In many ways, the unchecked dynamics of race-based affirmative action policy making carried out for too long explains why the once highly popular Barisan Nasional coalition that governed the country since independence could all of a sudden lose a general election despite its stranglehold on the electoral process. The corrupting of Malaysia’s once-respected institutions had been a slow but steady process accompanied by the sidelining of the rule of law by the race logic of the BN. Reversing that now may not take decades, but it will definitely consume the whole five-year mandate won by the Pakatan on May 9.
The plan by the Pakatan government is for Mahathir to lead the process for about two years before he hands over the reins of power to the man he stopped in 1998 from succeeding him—Anwar Ibrahim. The struggle between these two men thus took two decades to settle, during which time the governance of the country went from bad to worse. The 1MBD scandal involving the top echelons of power and billions of dollars in a money-laundering scheme cum corruption case that made the loyal Malay constituency turn its back to the Barisan, is but the tip of the iceberg for what had gone wrong with governance in Malaysia.
Mahathir himself, often blamed for allowing the rot to begin during his time in power in 1981-2003 in his eagerness to pull the country—screaming, as it were—into the ranks of developed countries, is now leading the reform movement ignited in 1998 by Anwar to unseat him. Irony of ironies indeed.
The first promise the 93-year-old Mahathir kept on being voted back into power was to engineer a pardon for Anwar Ibrahim from the Malaysian king. Anwar, the de facto leader of Pakatan who had been taken out of the electoral running by the former regime after being sentenced for sodomy, has since gone on to win a by-election most impressively, which puts him back in parliament as a member, smoothening his path towards taking over from Mahathir when the latter retires for good over the coming two years.
There was indeed some urgency to getting Anwar into position to take over. Despite his age, Mahathir is generally seen to be the hardest working minister in the cabinet today. Eager to put the country back on track and to right the many wrongs that he himself had committed during his first period as prime minister, he is naturally the one in the greatest hurry. How long his health will hold is one of the greatest worries at this time.
There are also bound to be deep disagreements within the Pakatan coalition over what reforms are needed, what reforms are not possible, and how those that are agreed to are to be prioritised.
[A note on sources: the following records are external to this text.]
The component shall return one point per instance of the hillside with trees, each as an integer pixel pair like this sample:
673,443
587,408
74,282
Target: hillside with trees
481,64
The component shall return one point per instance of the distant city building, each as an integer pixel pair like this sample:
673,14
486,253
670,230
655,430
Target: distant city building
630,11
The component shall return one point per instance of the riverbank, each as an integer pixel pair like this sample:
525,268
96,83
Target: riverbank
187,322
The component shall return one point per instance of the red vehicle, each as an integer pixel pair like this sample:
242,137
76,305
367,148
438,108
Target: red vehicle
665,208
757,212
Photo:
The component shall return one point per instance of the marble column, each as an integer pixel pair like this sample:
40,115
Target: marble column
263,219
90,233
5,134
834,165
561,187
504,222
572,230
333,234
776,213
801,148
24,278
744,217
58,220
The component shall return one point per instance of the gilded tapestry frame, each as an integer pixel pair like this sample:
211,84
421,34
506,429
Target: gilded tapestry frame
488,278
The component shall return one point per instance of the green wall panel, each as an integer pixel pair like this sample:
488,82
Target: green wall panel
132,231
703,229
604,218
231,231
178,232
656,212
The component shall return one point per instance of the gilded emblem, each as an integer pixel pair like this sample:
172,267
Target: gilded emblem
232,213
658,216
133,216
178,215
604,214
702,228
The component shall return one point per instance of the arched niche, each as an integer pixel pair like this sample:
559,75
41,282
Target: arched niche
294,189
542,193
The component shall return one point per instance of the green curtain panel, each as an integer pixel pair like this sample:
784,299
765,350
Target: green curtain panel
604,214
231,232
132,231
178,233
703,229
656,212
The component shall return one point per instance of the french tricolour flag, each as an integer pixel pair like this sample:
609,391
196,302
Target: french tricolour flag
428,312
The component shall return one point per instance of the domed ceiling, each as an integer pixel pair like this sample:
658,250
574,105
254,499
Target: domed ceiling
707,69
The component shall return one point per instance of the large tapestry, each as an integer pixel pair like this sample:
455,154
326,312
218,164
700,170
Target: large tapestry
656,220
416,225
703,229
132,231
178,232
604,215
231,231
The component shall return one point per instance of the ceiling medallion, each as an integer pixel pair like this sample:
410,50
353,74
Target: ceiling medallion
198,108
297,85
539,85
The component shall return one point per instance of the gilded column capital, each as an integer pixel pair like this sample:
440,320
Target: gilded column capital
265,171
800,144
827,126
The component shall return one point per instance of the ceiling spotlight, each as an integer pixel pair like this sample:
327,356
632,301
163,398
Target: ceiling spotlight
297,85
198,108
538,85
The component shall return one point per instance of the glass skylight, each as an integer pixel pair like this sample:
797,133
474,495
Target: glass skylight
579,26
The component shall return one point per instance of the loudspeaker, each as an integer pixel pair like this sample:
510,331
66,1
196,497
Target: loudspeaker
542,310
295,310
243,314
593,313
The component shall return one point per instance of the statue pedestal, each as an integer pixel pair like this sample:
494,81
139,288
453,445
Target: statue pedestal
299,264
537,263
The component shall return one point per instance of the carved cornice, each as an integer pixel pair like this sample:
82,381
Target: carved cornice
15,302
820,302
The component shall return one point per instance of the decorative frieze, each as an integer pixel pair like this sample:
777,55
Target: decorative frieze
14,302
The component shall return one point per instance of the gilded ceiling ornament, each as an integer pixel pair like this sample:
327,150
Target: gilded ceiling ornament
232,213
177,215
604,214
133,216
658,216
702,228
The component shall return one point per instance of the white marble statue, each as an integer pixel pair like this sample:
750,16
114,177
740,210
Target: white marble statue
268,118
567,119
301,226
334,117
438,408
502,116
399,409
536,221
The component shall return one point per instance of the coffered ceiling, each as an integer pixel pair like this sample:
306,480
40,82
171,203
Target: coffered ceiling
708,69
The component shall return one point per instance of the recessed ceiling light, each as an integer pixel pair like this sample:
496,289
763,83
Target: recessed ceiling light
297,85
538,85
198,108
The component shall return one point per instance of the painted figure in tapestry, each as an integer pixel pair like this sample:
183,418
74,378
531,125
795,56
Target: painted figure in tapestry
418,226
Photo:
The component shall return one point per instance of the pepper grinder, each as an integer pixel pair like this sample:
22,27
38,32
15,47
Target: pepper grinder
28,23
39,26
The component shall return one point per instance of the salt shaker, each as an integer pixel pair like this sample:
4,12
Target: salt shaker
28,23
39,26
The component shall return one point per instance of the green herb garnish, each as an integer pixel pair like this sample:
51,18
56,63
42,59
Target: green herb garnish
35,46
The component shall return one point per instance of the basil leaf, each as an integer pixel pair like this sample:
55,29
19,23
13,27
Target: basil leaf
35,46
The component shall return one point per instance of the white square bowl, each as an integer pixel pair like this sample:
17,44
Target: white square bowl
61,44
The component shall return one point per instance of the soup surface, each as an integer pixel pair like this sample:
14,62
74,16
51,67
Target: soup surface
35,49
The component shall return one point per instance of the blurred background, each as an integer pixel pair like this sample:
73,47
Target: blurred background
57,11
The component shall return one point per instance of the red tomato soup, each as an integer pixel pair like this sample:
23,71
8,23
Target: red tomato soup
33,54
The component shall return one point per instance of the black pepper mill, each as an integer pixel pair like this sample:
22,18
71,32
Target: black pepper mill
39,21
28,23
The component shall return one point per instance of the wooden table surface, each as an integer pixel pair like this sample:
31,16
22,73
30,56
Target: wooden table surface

The next changes the government is making are the banning of the death sentence and the repeal of unpopular legislations that have allowed for detention without trial.
These are encouraging signs of a reformist government taking itself seriously.
The dictum that reforms are best carried out in a hurry may hold a great deal of truth, but in Malaysia at this time, the number of amendments and reorganisations needed are so many and cover such a large area in governance—and indeed are limited only by the imagination of the government and of the country’s many social activists—that much wisdom and patience are needed from all concerned.